Part of the reason he is here is because of MSU’s status as a land grant university, as was his undergrad university, Texas A&M, College Station.

“Yea, I’m an Aggie,” he says, his massive class ring adorning his right hand. These land grant institutions, he explained, were given so that the sons and daughters of each state might receive a higher education. All of Lopez’ professional career has been in land grant schools. What he always tells the faculty and staff in his college is that, “A&M is not for the rich people or the pretty people. It’s for all the people, and we have to always remember that.”

This idea of collective benefit has a deep resonance with Lopez’ roots. He’s especially aware of the individual and independent cultural bent in the United States because of how collective Mexican-American culture is in contrast. Adjusting to the dominant culture was difficult from grade school to graduate school and can still poses challenges.

“We were taught, ‘Help your cousins, help your friends,’ but in school, it was called cheating!” He laughed and his shoulders touched his ears. “In our families, if you weren’t good at math, then you didn’t do the math. Your cousin or your brother who was good at it did it.” With that collective perspective, everyone contributed with their strengths, picking up the slack of others’ weaknesses.

It didn’t take long for Lopez to realize that he couldn’t act the same way in every context.

“To be successful in one environment, you had to acculturate to those norms. To be successful in another environment, you also needed to understand those norms.”

Much of his life has been lived with one foot in each world, doing this code-switching dance to perform in a culturally appropriate manner. It’s hard to maintain all the time though; sometimes he slips into Spanish mid-sentence without realizing it.

Spanish is his emotional language. “I can’t date in English,” Lopez said, “can’t fight in English either.” When it comes to raw responses and his understanding of emotions, it comes in Spanish. If he wants to or needs to express it in English, he has to filter the emotion-charged words to English on the spot. It’s a process that most monolingual individuals haven’t experienced.

For Lopez, the capability to adjust to fit context, whether linguistically or culturally, constitutes giftedness. It’s a very different perspective than that of a gifted individual having an IQ of 130 or greater.

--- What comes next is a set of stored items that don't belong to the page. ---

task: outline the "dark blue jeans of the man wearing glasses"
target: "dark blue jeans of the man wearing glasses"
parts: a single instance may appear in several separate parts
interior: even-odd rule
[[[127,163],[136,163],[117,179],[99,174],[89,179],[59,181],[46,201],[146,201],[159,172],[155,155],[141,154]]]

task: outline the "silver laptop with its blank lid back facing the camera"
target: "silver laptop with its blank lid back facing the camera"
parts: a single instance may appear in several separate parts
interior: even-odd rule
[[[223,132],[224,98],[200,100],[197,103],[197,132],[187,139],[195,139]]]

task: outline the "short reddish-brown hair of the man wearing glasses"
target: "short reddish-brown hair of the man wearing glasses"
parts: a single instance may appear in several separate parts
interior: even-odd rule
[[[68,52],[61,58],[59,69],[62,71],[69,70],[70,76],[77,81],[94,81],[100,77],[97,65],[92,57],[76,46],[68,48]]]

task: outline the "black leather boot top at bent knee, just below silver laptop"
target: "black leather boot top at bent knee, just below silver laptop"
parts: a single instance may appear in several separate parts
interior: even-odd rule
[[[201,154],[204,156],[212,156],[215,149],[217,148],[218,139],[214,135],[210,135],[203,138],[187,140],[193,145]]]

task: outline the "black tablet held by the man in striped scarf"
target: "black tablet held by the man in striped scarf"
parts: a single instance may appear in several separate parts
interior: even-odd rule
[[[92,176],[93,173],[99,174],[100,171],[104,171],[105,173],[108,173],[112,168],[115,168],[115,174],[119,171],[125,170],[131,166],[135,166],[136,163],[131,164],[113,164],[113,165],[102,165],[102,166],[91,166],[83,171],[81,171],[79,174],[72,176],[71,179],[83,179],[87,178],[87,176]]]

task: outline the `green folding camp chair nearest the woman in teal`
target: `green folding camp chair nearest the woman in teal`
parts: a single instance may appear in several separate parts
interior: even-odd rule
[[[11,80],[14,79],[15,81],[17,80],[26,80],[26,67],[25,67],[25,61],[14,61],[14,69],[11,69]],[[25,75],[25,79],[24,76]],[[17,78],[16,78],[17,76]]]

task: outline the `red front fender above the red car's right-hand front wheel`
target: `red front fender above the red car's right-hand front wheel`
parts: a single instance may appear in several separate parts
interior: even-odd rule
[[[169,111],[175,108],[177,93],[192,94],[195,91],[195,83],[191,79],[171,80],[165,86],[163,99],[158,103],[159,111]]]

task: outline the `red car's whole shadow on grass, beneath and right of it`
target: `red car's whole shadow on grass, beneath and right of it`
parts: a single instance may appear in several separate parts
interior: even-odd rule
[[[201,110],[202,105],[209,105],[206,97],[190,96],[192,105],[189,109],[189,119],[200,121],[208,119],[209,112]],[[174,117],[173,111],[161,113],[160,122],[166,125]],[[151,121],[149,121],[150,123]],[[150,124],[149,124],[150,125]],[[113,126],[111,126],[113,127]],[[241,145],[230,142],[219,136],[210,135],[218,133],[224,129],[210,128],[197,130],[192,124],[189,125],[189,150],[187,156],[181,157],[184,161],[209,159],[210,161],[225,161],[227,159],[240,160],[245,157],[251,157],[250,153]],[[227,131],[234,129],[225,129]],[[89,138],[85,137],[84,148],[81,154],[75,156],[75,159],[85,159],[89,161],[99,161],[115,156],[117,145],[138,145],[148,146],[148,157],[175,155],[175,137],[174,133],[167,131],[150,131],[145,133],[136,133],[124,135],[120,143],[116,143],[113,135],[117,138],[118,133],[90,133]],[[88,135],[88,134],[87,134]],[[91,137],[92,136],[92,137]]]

The two worlds were sometimes in direct odds. In graduate school in Iowa, he and the other psychology students would receive an assignment which required certain journal articles from the library. “So someone, from either counselling or clinical [psychology], would go and cut out the article from the journal—they were the book journals—so by the time we got to the library, they weren’t there.” Everyone else would have to order the journal from another school. By the time the journal arrived, the assignment was due.

“I would say, ‘That’s sick. Who would do that?’”

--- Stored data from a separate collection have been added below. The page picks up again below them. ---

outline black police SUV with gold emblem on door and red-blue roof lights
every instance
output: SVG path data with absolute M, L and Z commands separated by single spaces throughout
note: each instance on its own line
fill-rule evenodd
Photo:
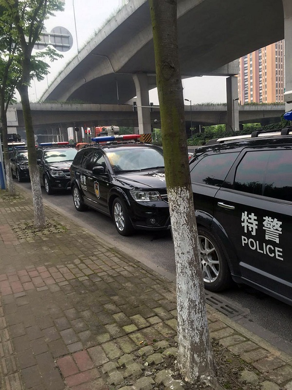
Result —
M 135 138 L 97 137 L 71 166 L 76 210 L 110 215 L 119 234 L 170 229 L 162 149 Z

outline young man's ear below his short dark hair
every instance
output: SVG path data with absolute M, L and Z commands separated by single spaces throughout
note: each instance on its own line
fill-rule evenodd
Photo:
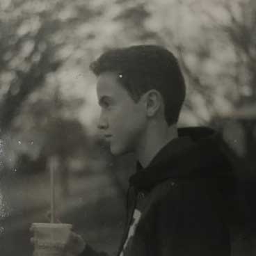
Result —
M 144 95 L 147 116 L 154 116 L 161 108 L 162 97 L 158 90 L 149 90 Z

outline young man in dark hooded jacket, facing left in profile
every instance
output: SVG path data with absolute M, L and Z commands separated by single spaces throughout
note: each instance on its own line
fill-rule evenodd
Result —
M 118 255 L 230 255 L 223 198 L 230 165 L 214 131 L 177 129 L 185 83 L 176 58 L 163 47 L 138 45 L 107 51 L 91 69 L 100 131 L 112 154 L 134 152 L 138 161 Z M 86 245 L 80 255 L 104 253 Z

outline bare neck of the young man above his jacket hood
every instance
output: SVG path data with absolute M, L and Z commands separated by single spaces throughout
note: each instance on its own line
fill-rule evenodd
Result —
M 157 153 L 174 138 L 177 138 L 177 126 L 158 125 L 147 130 L 145 137 L 139 145 L 136 157 L 143 168 L 147 167 Z

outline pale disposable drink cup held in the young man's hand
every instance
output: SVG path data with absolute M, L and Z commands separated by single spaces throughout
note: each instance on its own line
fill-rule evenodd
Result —
M 71 229 L 66 223 L 32 223 L 33 256 L 63 256 Z

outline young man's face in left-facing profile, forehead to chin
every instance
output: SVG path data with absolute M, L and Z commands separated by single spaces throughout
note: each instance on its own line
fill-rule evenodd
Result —
M 147 121 L 143 100 L 134 102 L 121 81 L 122 75 L 115 72 L 104 72 L 97 79 L 101 106 L 98 128 L 114 155 L 138 150 Z

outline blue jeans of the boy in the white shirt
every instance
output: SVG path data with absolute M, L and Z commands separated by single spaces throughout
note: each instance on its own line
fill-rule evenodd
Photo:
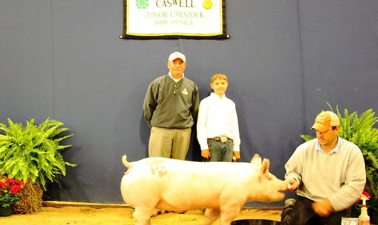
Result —
M 209 146 L 209 159 L 203 158 L 204 162 L 232 162 L 234 145 L 232 140 L 226 142 L 207 140 Z

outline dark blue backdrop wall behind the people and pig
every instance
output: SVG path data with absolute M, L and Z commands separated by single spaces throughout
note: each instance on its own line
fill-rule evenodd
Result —
M 125 40 L 122 0 L 1 0 L 0 122 L 50 117 L 74 134 L 63 157 L 78 166 L 45 200 L 123 202 L 121 157 L 147 157 L 144 94 L 174 51 L 201 100 L 212 74 L 228 75 L 240 161 L 258 153 L 280 179 L 327 103 L 378 111 L 377 0 L 226 0 L 226 11 L 226 40 Z M 187 160 L 198 161 L 194 133 Z

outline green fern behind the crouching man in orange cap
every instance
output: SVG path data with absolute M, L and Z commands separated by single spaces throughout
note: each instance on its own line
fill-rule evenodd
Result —
M 333 109 L 328 104 L 331 111 Z M 368 109 L 358 115 L 357 112 L 349 114 L 344 110 L 344 117 L 340 114 L 336 106 L 337 116 L 340 120 L 339 136 L 356 144 L 364 157 L 366 170 L 365 191 L 370 194 L 370 199 L 366 201 L 368 214 L 373 224 L 378 224 L 378 129 L 374 125 L 378 122 L 375 112 Z M 305 141 L 314 139 L 311 135 L 300 135 Z M 352 207 L 352 211 L 359 213 L 361 202 Z M 359 215 L 359 214 L 358 214 Z

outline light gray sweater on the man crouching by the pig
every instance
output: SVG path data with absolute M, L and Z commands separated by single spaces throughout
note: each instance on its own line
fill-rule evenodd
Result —
M 328 198 L 335 211 L 353 205 L 366 182 L 361 150 L 340 139 L 340 147 L 333 154 L 315 150 L 316 138 L 307 141 L 299 145 L 285 165 L 285 178 L 294 177 L 299 181 L 297 195 L 314 201 Z

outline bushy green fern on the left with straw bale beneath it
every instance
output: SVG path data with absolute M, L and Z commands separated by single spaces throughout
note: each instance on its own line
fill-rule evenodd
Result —
M 8 123 L 9 126 L 0 123 L 0 130 L 5 132 L 0 134 L 0 175 L 25 182 L 14 212 L 35 212 L 42 204 L 47 182 L 58 182 L 60 175 L 65 176 L 66 165 L 76 166 L 64 162 L 60 153 L 71 145 L 59 142 L 72 135 L 62 136 L 68 128 L 60 128 L 62 122 L 49 118 L 38 126 L 34 119 L 27 121 L 26 126 L 11 119 Z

Lopez’ collective upbringing had some influence in changing the students’ approach. “We decided, ‘Why can’t we all get A’s? Why only one person?’ It changed that culture from ‘me, me, me, I, I, I’ to ‘Why can’t we all get the degree and be successful?’”

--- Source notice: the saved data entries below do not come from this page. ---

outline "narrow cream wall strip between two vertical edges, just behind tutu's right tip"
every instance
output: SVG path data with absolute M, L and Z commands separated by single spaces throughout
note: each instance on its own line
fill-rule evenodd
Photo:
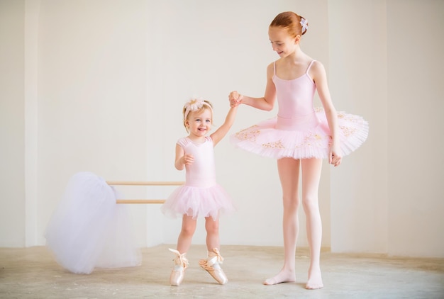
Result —
M 392 17 L 392 16 L 390 16 Z M 365 144 L 331 175 L 331 249 L 387 252 L 387 16 L 385 1 L 330 1 L 331 93 L 370 123 Z

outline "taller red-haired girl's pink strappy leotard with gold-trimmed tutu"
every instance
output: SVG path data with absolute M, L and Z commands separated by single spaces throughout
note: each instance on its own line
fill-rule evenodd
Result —
M 306 73 L 292 80 L 276 76 L 273 82 L 279 104 L 277 117 L 231 135 L 231 142 L 263 157 L 280 159 L 328 158 L 331 132 L 323 108 L 313 107 L 316 84 Z M 367 139 L 368 123 L 358 115 L 338 112 L 340 149 L 350 154 Z

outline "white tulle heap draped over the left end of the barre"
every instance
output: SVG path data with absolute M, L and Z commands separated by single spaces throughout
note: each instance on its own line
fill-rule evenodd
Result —
M 128 207 L 90 172 L 72 176 L 46 228 L 46 246 L 63 268 L 89 274 L 95 268 L 139 266 Z

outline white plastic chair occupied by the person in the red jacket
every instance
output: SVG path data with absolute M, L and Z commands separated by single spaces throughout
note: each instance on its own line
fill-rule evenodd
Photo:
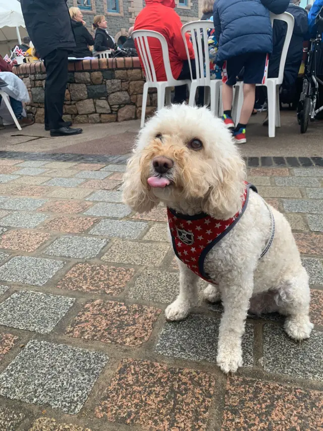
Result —
M 157 88 L 157 110 L 159 111 L 159 109 L 165 106 L 165 97 L 166 105 L 171 105 L 171 87 L 176 87 L 178 85 L 190 85 L 191 81 L 189 79 L 177 80 L 174 78 L 171 70 L 167 41 L 162 34 L 152 30 L 136 30 L 131 33 L 131 36 L 137 42 L 138 54 L 143 63 L 146 77 L 146 82 L 143 86 L 141 107 L 142 111 L 140 127 L 143 127 L 145 123 L 148 88 Z M 156 72 L 150 54 L 148 37 L 154 37 L 160 42 L 167 81 L 157 81 L 156 79 Z

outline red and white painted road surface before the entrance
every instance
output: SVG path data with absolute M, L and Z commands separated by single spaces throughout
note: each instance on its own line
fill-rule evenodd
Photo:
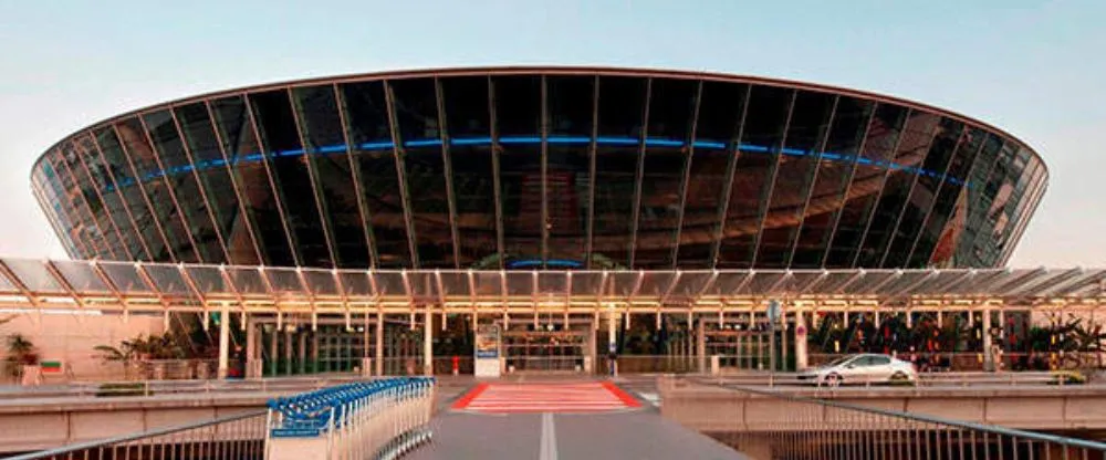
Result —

Though we don’t know the details as of yet, we can trust that his work with President Cruzado will have similar aims. In the upcoming months, Lopez will be travelling all over the country visiting various universities and learning what he can from their leadership styles.

When he’s not on the road, no doubt he’ll be looking for other Mexican-Americans to play mariachi with. With 55 million Mexican-Americans in the United States, there’s usually someone. Music, he explained, is his cultural nutrient, the piece of home that gives him fresh air in strange and unfamiliar environments.

Leaving for college, Lopez’ first complete immersion in a culture not his own, his parents told him two things: “Don’t call us. We’ll call you”—long-distance was expensive in those days—and “Don’t forget where you came from.”

It has become his work to live in two worlds, making connections between his beginnings and what he’s learned along the way. Lopez sees diversity as a powerful thing, as well as something our country can’t continue without embracing. Eric Lopez is a living example that you don’t have to lose one world to gain the other.